If you follow the same principle in other areas of your trip – take a deep breath, and trust the city – then you’ll find yourself growing more and more confident by the day.

You need to say, “Yes I’ll try that” when your waiter ignores your request for a beer, and tells you to try something else instead. You have no idea what he said because of the language barrier, you think he said the word ginger but you’re not quite sure… but hey, he seems enthusiastic in his recommendation, so what the hell, right? The worst that could happen from taking a leap of faith and trusting you waiter’s recommendation is nothing that immodium tablets and a sachet of Dioralyte can’t handle. [NOTE: Unless you have known food allergies, in which case be careful!]

You need to embrace the lack of Western eating utensils, and learn how to use your right hand to break your roti into pieces which you can use to mop up your paneer tikka masala. It is messy, and at first you might spill your food down your front, but if you learn to lean over the plate as you eat you will quickly get the hang of it. You need to accept that you will probably never understand everything on a menu – get used to pointing your finger and hoping for the best.

You can’t let the fact it’s raining affect your plans for the day, or else you will sit inside and watch your day pass you by. If you are visiting India in monsoon season, invest in a decent quality umbrella and some waterproof shoes (both can be found in Quest Mall), and get stuck into the puddles.
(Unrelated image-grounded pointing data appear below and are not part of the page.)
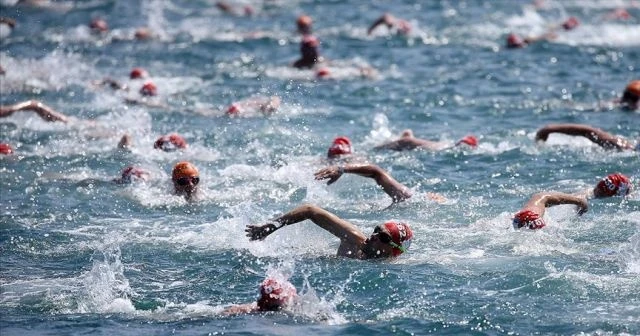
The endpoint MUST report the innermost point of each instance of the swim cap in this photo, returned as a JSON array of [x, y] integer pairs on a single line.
[[170, 142], [5, 149], [571, 23], [528, 219], [184, 169], [613, 185], [99, 25], [469, 140], [515, 41], [401, 234], [133, 173], [275, 294], [634, 88], [137, 73], [149, 89], [340, 146]]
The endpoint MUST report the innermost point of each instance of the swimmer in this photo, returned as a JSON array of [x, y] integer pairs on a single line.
[[303, 23], [631, 96], [274, 296], [400, 26], [170, 142], [390, 239], [340, 148], [132, 174], [310, 56], [530, 216], [45, 112], [596, 135], [264, 105], [407, 142], [6, 149], [185, 178]]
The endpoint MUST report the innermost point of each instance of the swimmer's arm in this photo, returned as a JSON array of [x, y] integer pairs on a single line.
[[323, 218], [396, 190], [543, 200], [45, 112], [246, 308], [596, 135]]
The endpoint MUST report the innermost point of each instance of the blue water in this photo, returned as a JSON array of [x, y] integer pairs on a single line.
[[81, 255]]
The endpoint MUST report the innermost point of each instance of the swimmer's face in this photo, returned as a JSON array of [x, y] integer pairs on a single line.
[[187, 184], [374, 247]]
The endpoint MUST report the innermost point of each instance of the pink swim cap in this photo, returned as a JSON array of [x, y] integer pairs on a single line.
[[149, 89], [275, 294], [137, 73], [571, 23], [528, 219], [170, 142], [5, 149], [340, 146], [613, 185]]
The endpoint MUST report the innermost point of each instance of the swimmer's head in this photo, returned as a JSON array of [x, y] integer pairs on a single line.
[[137, 73], [132, 173], [304, 23], [527, 219], [340, 146], [185, 178], [612, 185], [631, 95], [309, 47], [396, 235], [275, 294], [468, 140], [570, 23], [149, 89], [5, 149], [170, 142], [515, 41], [99, 25]]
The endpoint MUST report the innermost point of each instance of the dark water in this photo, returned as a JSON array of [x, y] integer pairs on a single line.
[[80, 255]]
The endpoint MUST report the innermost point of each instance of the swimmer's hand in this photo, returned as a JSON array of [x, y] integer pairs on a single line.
[[331, 173], [260, 232], [583, 206]]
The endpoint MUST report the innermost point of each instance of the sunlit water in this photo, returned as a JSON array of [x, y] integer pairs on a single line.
[[82, 255]]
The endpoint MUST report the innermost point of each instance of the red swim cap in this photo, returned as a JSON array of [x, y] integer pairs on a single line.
[[137, 73], [401, 235], [275, 294], [132, 173], [340, 146], [634, 88], [515, 41], [469, 140], [5, 149], [528, 219], [613, 185], [571, 23], [149, 89], [170, 142]]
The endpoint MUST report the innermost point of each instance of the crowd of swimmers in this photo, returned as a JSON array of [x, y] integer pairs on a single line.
[[387, 240]]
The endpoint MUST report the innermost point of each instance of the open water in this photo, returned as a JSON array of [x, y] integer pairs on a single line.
[[81, 255]]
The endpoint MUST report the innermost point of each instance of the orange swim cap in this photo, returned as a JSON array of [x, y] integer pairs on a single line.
[[634, 88], [184, 169]]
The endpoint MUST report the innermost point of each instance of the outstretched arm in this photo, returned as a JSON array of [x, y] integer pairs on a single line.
[[323, 218], [596, 135], [45, 112], [396, 190], [540, 201]]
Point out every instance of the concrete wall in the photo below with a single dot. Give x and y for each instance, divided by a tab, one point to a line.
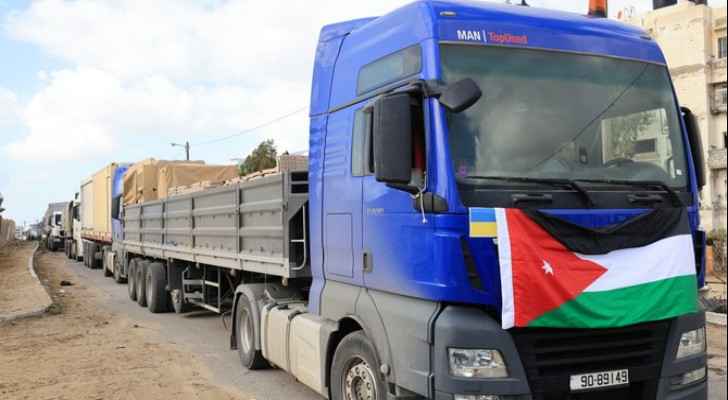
688	35
7	230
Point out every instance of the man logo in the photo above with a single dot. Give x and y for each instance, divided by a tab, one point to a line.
472	36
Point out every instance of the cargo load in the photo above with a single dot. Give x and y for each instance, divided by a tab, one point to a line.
96	194
141	179
176	175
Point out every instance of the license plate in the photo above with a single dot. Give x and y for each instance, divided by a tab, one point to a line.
598	380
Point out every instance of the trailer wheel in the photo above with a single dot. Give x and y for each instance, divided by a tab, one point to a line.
177	301
131	279
97	261
107	271
355	370
245	335
156	284
141	287
117	273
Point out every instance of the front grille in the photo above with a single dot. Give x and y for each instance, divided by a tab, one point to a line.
551	356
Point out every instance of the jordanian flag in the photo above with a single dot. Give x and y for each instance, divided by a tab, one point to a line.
558	274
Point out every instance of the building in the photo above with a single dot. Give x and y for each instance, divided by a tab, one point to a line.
693	37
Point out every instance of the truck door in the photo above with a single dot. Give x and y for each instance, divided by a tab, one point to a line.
396	249
342	200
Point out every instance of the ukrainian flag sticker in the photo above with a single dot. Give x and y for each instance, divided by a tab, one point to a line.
482	223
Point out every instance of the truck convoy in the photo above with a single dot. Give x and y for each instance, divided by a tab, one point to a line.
56	225
501	202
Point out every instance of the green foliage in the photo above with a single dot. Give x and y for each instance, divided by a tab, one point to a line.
263	157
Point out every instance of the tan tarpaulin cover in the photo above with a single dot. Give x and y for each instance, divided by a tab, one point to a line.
174	175
141	179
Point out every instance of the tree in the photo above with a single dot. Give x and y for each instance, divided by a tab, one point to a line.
263	157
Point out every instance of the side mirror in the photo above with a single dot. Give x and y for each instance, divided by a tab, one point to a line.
116	207
392	138
696	145
460	95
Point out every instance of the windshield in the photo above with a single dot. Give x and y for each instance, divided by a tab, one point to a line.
547	114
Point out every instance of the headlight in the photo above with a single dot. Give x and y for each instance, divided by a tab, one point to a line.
691	343
690	377
468	363
477	397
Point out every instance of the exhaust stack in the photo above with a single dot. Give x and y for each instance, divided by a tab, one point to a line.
598	8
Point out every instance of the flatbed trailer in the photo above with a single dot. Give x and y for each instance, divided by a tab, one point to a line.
256	227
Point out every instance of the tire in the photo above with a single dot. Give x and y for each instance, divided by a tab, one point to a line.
131	279
107	272
117	274
140	282
250	358
95	262
156	288
356	366
177	303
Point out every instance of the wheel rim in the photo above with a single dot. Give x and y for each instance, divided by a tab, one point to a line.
359	381
140	281
130	281
148	285
246	331
176	298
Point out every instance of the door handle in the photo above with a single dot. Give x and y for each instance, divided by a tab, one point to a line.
644	198
367	262
531	198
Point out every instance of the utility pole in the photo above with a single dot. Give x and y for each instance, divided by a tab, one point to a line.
186	146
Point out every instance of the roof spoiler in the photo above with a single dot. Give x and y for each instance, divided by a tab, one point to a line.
598	8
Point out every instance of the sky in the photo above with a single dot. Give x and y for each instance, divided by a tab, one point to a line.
85	83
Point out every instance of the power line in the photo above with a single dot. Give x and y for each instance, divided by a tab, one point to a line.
248	130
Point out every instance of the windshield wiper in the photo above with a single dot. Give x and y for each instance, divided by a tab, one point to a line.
671	193
569	183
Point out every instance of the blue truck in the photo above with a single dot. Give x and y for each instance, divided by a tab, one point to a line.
376	273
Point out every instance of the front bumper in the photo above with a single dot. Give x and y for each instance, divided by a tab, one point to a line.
466	327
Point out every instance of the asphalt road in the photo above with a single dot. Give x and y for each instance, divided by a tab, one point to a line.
203	334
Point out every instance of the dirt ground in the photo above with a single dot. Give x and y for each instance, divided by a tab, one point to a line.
82	352
717	349
19	291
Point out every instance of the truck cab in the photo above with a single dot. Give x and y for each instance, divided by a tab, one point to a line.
439	108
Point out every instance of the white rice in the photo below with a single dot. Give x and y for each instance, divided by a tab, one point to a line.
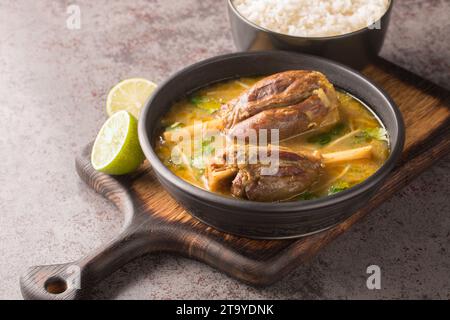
312	18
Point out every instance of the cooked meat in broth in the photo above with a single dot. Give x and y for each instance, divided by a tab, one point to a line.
329	141
293	102
296	172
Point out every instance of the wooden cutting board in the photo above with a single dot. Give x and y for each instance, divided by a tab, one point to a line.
155	222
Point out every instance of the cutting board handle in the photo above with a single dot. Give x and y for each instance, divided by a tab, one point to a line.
70	281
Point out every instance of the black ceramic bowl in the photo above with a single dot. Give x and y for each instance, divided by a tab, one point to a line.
354	49
257	219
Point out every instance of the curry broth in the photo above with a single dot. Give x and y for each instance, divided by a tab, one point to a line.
358	127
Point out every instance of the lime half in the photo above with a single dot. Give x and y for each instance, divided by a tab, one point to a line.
116	149
129	95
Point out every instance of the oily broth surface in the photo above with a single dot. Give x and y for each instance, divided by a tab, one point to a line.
358	127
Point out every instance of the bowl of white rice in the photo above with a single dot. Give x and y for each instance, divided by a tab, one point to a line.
348	31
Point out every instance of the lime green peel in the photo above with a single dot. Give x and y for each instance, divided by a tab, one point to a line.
116	149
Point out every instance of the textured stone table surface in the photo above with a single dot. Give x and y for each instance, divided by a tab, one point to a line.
53	83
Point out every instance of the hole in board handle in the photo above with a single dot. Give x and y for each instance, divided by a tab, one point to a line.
55	285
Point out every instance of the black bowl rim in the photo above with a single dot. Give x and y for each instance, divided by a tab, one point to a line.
288	36
271	207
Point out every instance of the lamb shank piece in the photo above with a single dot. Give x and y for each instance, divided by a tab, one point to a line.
246	179
293	102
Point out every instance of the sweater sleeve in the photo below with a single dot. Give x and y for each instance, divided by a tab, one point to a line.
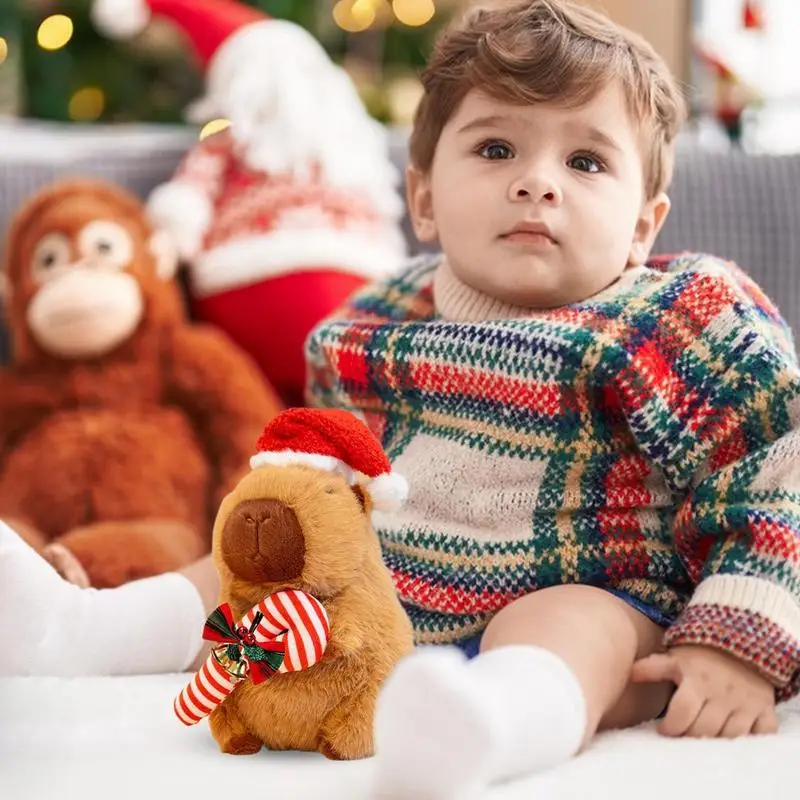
709	383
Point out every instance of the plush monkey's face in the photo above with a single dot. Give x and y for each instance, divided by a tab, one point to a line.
80	269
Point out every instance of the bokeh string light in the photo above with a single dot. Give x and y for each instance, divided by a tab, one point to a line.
355	16
55	32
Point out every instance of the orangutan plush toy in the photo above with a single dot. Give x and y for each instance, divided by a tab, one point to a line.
310	624
122	425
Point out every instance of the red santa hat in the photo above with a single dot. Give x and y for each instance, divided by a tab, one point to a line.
334	441
207	23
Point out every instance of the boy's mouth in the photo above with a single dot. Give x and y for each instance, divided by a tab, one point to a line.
533	233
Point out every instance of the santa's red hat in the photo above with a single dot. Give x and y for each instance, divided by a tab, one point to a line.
334	441
207	23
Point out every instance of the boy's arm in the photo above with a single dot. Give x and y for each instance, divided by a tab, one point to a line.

If you are trying to get somewhere and the roads flood, take a deep breath and realise that it doesn’t matter if you don’t get there bang on three o’clock. You will get there when you get there – and people won’t care if you’re late.

You must accept the fact that people are going to stare at you, especially if you are wearing a dress that might be considered a little bit on the short side of the conservative dress standards held by some people here, or you are particularly tall back home in the UK. It’s the same curious kind of stare a newborn baby has as you peer down into it’s pram, not the lewd eyes-boring-into-your-back kind of stare you might attract from blokes who’ve had a few too many back home in England – so don’t let the fact people might stare be a reason to stop you exploring the city.

You will quickly have to learn how to say no, politely but firmly, to the children who will tug on your clothes asking you for money or the people who tap on your car window as you’re sat in traffic, trying to sell you things. The expression goes, “sometimes you have to be cruel to be kind”, and that’s certainly the case when it comes to begging in India.

At some point you will likely end up in a car with somebody who doesn’t speak English, and have no idea where you are or knowledge of how to get to where you need to be. Embrace it – download GoogleMaps, keep your phone topped up with data (which is extremely cheap here) and know that you will probably get to where you want to go to  – eventually.

Trust in the city, and she will look after you. Promise.